There are times when I can’t quite feature certain tendencies in human behavior, our endearing follies crystallized by our own devising. It’s egregious to me that global warming or evolution is even a contentious issue. I can’t, with logical might, convince the dogmatic to consider a spectrum of options or alternative views. Reason, no matter how watertight, is dashed to bits by the solidified sediments of fear. With feet cemented to ground, gazing upwards at the plane’s chalk-like traces thrown into sharp relief again the tresses of blue, it’s easy to proclaim without hesitation how formidable modern technology is, that we can outwit our own anatomical limitations, or make some fine and heart-ravishing poetic gestures. But buoyed by thin air, in the culmination of elegant equations into a tangible craft, I look down a narrow vista with bated breath.

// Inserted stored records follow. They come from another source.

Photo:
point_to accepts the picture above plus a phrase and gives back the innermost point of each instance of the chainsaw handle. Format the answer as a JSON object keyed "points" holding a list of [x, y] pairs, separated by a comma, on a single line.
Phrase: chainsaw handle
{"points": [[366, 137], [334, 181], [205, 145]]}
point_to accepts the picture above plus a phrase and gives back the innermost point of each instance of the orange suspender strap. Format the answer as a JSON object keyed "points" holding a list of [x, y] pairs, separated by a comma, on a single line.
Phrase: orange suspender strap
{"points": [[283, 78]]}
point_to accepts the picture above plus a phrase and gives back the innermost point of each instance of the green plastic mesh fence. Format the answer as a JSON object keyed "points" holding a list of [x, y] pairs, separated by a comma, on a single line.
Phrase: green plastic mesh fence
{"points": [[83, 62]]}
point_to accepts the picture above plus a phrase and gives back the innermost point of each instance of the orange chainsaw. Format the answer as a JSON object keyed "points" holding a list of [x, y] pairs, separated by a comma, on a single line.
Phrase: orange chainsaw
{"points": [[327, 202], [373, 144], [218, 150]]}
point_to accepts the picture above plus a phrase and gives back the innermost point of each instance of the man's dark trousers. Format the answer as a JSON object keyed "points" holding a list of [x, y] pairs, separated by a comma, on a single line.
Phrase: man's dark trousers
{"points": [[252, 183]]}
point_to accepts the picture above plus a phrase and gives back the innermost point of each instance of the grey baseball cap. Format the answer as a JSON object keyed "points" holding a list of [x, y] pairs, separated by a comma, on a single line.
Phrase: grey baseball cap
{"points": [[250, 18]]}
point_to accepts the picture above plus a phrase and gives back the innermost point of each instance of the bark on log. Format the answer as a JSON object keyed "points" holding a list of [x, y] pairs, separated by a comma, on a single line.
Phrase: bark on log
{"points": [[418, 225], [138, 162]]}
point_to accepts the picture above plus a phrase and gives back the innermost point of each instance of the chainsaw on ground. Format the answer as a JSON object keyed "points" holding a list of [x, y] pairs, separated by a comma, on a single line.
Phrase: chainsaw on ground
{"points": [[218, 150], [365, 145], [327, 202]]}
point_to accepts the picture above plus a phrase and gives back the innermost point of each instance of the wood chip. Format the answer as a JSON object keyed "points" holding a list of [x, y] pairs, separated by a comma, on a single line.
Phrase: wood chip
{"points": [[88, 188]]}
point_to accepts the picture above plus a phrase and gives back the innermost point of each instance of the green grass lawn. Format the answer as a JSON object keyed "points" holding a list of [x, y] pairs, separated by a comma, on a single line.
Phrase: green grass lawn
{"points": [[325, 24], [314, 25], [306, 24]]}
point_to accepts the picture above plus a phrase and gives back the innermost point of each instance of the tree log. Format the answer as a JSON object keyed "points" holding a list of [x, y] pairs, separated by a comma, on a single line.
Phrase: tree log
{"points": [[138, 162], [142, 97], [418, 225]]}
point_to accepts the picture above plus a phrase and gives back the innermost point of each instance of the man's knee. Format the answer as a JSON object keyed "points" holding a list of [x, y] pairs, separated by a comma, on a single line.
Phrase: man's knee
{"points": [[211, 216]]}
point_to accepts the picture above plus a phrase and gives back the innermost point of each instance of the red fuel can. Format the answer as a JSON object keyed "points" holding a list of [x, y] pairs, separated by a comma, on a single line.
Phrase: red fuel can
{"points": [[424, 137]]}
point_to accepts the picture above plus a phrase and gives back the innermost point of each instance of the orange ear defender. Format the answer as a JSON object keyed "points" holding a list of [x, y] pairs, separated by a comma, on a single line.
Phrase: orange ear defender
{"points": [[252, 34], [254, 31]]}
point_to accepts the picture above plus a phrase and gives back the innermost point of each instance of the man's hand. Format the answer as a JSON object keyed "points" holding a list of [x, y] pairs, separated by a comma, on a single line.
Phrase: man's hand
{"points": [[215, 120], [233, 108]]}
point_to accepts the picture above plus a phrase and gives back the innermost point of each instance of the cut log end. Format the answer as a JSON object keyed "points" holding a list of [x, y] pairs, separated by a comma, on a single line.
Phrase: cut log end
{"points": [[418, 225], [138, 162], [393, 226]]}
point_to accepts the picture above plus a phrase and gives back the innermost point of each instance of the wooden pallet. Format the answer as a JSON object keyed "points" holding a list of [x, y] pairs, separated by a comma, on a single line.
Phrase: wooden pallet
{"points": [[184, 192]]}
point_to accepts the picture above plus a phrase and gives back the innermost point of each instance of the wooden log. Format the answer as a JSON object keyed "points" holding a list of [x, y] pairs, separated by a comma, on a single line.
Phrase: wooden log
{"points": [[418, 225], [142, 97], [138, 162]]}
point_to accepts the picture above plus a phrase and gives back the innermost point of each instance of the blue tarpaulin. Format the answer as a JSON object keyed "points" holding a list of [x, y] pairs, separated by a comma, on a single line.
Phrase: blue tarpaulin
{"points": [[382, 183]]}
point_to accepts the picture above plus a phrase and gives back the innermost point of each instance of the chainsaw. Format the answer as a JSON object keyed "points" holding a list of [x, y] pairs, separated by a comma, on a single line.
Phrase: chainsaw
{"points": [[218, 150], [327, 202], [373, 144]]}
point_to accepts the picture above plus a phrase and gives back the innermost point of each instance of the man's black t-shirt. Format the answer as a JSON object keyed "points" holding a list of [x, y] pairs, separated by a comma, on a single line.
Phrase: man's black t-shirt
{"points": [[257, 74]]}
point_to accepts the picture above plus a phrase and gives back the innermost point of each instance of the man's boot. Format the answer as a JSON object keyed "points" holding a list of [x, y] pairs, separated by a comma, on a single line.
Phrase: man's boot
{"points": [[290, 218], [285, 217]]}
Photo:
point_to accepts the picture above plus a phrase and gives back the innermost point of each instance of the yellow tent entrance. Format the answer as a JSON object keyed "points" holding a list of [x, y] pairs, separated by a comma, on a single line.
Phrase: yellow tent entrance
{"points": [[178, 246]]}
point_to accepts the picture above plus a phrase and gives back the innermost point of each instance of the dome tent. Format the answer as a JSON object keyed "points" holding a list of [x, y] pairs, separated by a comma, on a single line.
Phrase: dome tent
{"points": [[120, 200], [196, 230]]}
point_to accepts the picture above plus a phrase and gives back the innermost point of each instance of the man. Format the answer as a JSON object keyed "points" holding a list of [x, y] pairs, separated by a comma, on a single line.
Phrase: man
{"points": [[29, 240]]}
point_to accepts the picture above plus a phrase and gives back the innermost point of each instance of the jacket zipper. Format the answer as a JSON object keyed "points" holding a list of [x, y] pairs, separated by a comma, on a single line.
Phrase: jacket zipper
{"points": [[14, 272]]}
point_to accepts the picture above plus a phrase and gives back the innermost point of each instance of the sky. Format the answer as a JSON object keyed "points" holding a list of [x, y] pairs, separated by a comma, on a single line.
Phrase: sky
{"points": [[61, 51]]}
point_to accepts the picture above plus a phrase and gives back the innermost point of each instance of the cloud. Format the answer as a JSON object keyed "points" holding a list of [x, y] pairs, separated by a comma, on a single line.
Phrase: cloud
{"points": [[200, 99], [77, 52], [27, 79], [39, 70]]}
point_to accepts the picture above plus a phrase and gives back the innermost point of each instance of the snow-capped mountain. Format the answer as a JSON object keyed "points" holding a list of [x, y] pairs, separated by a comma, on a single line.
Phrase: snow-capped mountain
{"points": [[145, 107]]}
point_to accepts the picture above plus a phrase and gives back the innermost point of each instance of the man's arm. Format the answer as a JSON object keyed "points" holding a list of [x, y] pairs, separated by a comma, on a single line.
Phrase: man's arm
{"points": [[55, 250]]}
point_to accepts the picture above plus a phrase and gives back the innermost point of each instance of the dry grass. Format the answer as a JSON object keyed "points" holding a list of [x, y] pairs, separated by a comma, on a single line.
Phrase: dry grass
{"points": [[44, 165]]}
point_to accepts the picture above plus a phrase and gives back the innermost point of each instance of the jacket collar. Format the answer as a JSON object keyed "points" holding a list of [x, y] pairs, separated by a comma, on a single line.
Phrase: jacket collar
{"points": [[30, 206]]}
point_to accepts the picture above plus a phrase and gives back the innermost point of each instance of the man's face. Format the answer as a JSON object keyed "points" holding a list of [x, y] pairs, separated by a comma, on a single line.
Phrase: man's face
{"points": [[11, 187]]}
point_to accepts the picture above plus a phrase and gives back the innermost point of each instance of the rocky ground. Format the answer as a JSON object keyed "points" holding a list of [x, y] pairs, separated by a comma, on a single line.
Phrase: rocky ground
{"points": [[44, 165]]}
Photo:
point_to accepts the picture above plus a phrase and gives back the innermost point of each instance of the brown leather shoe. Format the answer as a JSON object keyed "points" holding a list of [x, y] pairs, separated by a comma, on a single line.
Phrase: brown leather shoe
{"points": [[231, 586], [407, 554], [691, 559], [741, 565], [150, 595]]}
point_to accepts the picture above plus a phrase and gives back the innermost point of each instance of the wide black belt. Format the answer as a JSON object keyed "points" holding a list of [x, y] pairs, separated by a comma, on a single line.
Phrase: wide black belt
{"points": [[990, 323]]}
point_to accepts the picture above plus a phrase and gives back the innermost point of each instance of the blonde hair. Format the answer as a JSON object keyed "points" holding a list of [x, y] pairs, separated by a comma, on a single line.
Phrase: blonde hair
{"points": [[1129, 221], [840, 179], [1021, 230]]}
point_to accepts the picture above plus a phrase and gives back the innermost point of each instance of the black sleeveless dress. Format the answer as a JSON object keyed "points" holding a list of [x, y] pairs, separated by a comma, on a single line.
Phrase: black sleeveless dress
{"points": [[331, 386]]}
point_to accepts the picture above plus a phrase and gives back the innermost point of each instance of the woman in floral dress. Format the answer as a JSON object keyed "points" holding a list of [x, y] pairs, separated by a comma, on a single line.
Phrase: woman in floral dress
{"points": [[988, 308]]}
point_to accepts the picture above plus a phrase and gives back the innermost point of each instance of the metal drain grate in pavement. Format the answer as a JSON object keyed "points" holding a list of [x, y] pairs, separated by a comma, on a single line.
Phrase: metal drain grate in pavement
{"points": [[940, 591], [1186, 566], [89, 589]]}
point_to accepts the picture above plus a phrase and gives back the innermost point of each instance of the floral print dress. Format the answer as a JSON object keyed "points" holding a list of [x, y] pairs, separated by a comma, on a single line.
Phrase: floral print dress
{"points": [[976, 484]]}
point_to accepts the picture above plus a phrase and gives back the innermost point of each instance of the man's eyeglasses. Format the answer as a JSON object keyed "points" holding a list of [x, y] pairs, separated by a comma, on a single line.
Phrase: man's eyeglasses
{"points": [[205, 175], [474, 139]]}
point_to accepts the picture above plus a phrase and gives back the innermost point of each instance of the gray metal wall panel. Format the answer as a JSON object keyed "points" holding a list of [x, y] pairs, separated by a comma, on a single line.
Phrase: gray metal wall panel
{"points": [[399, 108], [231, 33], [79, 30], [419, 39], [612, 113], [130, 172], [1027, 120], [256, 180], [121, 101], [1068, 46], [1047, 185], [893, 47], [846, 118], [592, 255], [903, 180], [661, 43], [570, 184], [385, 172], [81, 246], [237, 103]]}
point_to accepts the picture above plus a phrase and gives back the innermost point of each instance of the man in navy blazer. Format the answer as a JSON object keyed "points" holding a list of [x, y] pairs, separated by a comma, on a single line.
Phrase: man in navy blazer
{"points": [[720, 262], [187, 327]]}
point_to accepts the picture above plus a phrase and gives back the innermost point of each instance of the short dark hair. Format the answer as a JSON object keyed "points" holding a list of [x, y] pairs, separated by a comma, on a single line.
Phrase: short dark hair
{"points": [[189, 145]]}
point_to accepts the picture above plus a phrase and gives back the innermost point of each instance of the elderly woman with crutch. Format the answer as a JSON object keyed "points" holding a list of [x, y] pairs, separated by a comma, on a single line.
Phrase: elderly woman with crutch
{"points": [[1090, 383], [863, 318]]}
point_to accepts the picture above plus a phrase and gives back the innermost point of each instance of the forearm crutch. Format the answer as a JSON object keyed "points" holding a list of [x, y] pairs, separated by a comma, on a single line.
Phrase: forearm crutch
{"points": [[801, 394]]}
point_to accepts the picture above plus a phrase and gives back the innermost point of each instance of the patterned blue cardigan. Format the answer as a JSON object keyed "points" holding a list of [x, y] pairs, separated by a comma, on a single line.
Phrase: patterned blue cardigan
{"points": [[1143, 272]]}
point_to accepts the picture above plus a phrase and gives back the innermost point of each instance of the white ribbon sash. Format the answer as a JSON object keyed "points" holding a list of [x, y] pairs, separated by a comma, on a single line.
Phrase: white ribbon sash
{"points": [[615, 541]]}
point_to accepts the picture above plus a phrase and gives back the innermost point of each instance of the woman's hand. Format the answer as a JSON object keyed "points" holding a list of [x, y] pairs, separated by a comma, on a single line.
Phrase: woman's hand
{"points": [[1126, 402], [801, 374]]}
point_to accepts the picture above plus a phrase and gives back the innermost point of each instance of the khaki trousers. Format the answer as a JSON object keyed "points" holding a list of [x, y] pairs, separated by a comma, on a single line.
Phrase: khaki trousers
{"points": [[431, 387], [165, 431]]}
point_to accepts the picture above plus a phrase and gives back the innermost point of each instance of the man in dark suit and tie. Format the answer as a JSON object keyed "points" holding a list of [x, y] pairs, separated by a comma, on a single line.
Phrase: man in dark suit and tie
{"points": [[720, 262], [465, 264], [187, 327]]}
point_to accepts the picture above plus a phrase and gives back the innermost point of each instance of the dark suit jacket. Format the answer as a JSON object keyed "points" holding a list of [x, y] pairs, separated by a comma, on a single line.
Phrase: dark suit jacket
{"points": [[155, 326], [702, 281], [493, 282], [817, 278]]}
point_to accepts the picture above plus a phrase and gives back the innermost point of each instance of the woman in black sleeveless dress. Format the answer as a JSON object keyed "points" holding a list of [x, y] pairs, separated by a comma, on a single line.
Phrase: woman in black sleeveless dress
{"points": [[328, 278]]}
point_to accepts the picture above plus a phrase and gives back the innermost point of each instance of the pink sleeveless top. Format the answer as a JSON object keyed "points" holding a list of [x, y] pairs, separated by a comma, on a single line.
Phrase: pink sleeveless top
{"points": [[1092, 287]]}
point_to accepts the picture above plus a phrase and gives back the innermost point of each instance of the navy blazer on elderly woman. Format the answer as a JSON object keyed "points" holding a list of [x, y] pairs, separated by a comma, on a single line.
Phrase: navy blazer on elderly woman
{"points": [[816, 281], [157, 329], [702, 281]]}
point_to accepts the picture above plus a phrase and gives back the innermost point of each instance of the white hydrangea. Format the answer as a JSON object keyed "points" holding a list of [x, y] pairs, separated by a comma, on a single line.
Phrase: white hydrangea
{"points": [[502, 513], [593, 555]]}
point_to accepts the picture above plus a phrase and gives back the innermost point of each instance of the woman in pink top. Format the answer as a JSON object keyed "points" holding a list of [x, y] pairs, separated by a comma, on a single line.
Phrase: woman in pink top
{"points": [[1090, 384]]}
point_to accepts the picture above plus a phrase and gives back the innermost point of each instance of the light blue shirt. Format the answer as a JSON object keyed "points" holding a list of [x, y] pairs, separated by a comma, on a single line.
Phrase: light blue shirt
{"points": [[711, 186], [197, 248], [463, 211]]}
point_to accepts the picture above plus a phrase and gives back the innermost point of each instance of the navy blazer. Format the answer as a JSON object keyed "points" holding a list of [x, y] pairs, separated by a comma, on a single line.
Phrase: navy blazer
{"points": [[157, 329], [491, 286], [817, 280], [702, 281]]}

On the structure of thought

A consequence of interweaving oneself with the world is the realization of how differently everyone perceives reality. The thought processes behind any particular work follow a specific pathway or logic that is simply intuitive to that person, and may be intuitive to that person alone. I often wonder at how others make sense of daily realities, how others ruminate, what other people’s thoughts even structurally look like. Are they as convoluted as mine? (Surely.) Do those that specialize in the same field have a different methodology than those in others? My attempt at looking in on the inarticulacy of something so common as a ‘thought’ is below, although I can only say this is true for my own experiences. (How would you describe a ‘thought’ in your own terms?)

For me, the unconstruction of my thought has always presented me with the challenge of projecting an idea. I have concluded, later to be re-concluded, that this stream of consciousness is not circular or linear like that of the stream, but spherical. Approaching and re-approaching the infinite points in space of questioning, understanding, ideas at various dynamic axes. The thought presents itself with an extreme clarity at the time but becomes impossible to revisit with any accuracy of what was before. The dynamic relatives constantly presenting themselves to me put my mind into a liquid state (very much like a stream) as well as a spherical state (very much un-like a stream). I have concluded my mind is in likeness with Europa. A large amount of water surrounded by a substantial shell of broken ice.